The Central Tracing Service at the ICRC, the CTA, was established 150 years ago. In 2018 alone, the network was able to solve a case every half hour. In Germany, one of the largest tracing services started operating in 1945, after the end of the Second World War, says Dorota Dziwoki, head of the Tracing Service Control Center.
The service is free of charge, funded by the German Interior Ministry, and is in high demand: As recently as 2021, the Tracing Service received more than 13,000 inquiries about the fate of missing persons in World War II. Since the end of the Cold War in the late 1990s, Soviet files have supplemented the archive. They include video interviews recorded by people who recount how relieved they were when the fate of their father or grandmother was finally clarified.
Nothing is worse than uncertainty, say people who are seeking relatives. For decades, for example, the fate of many victims of the Balkan wars in the 1990s remained unknown.
The DRK Tracing Service has supported a project for relatives who arrived in Germany and had lost track of family members, Marina Brinkmann recalls: "They gave us DNA samples, described exactly what the missing individuals look like and what clothes they had last been seen wearing." Even if mass graves are not found for decades, forensic scientists can still find matches. "We always get information. The fate of the missing can be clarified," Brinkmann says.
Even more difficult is the search for individuals who went missing as they tried to cross the Mediterranean Sea to come to Europe. Some 24,000 people have drowned there since 2014, according to estimates by the International Organization for Migration. Only when the dead wash up on the shores and are identified can their relatives gain clarity.
There is a small ICRC delegation that specializes in such inquiries in Greece.

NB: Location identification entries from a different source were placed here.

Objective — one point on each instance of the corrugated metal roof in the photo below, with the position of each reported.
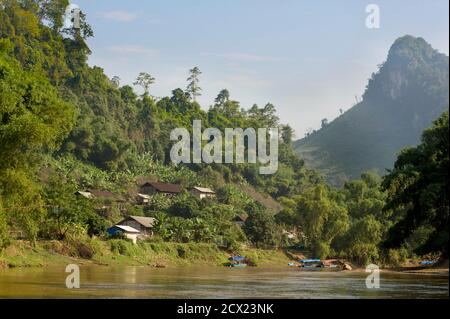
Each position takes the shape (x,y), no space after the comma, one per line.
(144,221)
(165,188)
(100,193)
(205,190)
(128,229)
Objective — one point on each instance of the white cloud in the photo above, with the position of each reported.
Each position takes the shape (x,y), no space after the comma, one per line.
(119,16)
(244,57)
(132,49)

The German Red Cross Tracing Service accompanies relatives to the police in Germany if they want to submit DNA samples for comparison.
The Red Cross can also establish contact with people in detention centers or prisons in conflict areas. The ICRC has the right to visit detainees, Brinkmann explains: "They are registered, medical assistance can then be provided if necessary. Detainees also have the right to contact relatives at home and abroad."
One option is communication through the Red Cross, which can deliver letters that are not sealed and have no political content. For example, he said, the Tracing Service helped a man in Germany stay in touch with his brother, who was imprisoned in the US detention center at Guantanamo Bay.
Eventually, the Red Cross organized a video call across four continents for the case: "the detainee in Guantanamo, the brother in Germany, the rest of the family in Mauritania, and a cousin in Malaysia." This was a logistical challenge not only because of the time difference, Marina Brinkmann recalls. All talks "may only be conducted from the premises of the Red Cross."
Marina Brinkmann estimates that the German Red Cross Tracing Service has been able to help 30 to 40% of all inquirers in recent years. The success rate varies from country to country.
The Red Cross coaches refugee families how to better protect themselves from losing contact; children in particular should carry the contact details and other information in writing, or learn it by heart.
As for Ukraine, Brinkmann is cautiously optimistic regarding clarifications of fates. However, she is concerned that killed soldiers or civilians could "disappear nameless into mass graves." The ICRC has had forensic staff in Ukraine for a long time.
"I expect we might solve half of the missing persons cases," Marina Brinkmann says of the search for people from Ukraine. But the prerequisite for that, she says, is to "end the fighting, as soon as possible. "
This article was originally written in German.